Digital records had been kept on physical media (Jaz drives, Zip disks, CDs, SyQuest cartridge) and organized by projects by Johan Bettum at the time of their creation or shortly thereafter.
CCA archivists arranged the material into two series:
AP194.S1: Projects
AP194.S2: OCEAN reference files
Records have been described at file-level and maintained in their original order, with each file-level description corresponding to the content of a piece of digital storage media.
Johan Bettum, born in 1962, is an architect whose practice focuses on research and experimental design. He is a professor and program director at the Städelschule Architecture Class in Frankfurt-am-Main and maintains an architectural practice, ArchiGlobe, for small-scale projects.
An alumni of London’s Architecture Association, after majoring in biology at Princeton University, he went on to pursue research on composite polymer materials as a fellow at the Polymer Composite Materials in Architecture (OPPCMA) research program at the Oslo School of Architecture and Design, from 1997 to 2001. Bettum also completed a PhD thesis on polymer composites in 2009 at the Oslo School of Architecture and Design. He has taught and lectured at various institutions over the years, such as the Architecture Association, the University of California in Los Angeles, the Berlage Institute and Innsbruck University.
Johan Bettum was the lead of the OCEAN network Oslo team from 1996 to 2000, which worked primarily with the Helsinki team led by Kivi Sotamaa.
Published materials include:
Bettum, Johan. “An evolutionary architecture.” AA Files, no. 30 (Autumn 1995): 70-73.
Bettum, Johan and Michael Hensel. “Channelling Systems: Dynamic Processes and Digital Time-Based Methods in Urban Design.” AD Architectural Design 70, no.3 (June 2000): 36-43.
Bettum, Johan. “The Material Geometry of Fibre-Reinforced Polymer Matrix Composites and Architectural Tectonics.
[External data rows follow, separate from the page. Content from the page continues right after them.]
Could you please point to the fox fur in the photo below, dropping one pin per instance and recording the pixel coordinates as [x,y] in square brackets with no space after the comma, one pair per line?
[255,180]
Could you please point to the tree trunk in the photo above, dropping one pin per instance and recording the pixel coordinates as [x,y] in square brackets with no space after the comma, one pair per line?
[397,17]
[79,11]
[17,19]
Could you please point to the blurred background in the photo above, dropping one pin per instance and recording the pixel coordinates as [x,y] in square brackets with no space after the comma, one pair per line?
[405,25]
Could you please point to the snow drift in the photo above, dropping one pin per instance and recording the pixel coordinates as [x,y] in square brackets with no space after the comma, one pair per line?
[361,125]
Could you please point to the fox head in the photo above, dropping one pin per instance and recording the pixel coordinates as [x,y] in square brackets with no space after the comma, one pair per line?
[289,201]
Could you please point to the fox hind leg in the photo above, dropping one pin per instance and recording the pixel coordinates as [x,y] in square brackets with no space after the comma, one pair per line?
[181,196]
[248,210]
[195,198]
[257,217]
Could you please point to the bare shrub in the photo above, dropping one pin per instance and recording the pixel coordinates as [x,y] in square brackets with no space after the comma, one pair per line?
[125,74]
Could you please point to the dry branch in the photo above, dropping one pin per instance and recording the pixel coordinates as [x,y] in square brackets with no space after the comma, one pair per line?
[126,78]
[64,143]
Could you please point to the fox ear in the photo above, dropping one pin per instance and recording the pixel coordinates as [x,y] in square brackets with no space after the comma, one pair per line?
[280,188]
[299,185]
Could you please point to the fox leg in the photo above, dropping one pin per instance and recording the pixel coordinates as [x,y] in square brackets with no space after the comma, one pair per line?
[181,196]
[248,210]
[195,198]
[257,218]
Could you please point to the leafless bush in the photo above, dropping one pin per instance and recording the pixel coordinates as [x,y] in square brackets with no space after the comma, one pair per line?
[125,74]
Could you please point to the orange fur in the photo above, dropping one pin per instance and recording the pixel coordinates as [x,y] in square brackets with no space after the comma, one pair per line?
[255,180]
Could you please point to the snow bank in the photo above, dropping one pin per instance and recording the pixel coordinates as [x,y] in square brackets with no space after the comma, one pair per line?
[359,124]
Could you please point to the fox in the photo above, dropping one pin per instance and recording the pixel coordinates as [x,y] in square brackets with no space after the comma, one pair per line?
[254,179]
Towards a New Paradigm of Synthesis in Architectural Design.” PhD diss., Oslo School of Architecture and Design, 2009.
Sources:
Form defining strategies : experimental architectural design. Edited by Asterios Agkathidis, Markus Hudert and Gabi Schillig. Berlin: Ernst Wasmuth Verlag, 2007.
Architectural Design : A.D. : Vol. 72 No. 1; Profile No. 155 (Jan. 2002)
Städelschule Architecture Class. “Faculty and Staff.” Accessed November 2017: http://sac.staedelschule.de/en/people
Prior to their transfer to CCA, the material in this archive was kept in the personal possession of Johan Bettum, most recently in Frankfurt, Germany.
These records were acquired by CCA as part of the Archaeology of the Digital project. Selected items from the Terra Cultura – Jyväskylä Music and Arts Centre were displayed in the show Archaeology of the Digital: Complexity and Convention, May-October 2016.
When citing the collection as a whole, use the citation:
Johan Bettum OCEAN North project records,
Collection Centre Canadien d’Architecture/
Canadian Centre for Architecture, Montréal.
When citing specific collection material, please refer to the object’s specific credit line.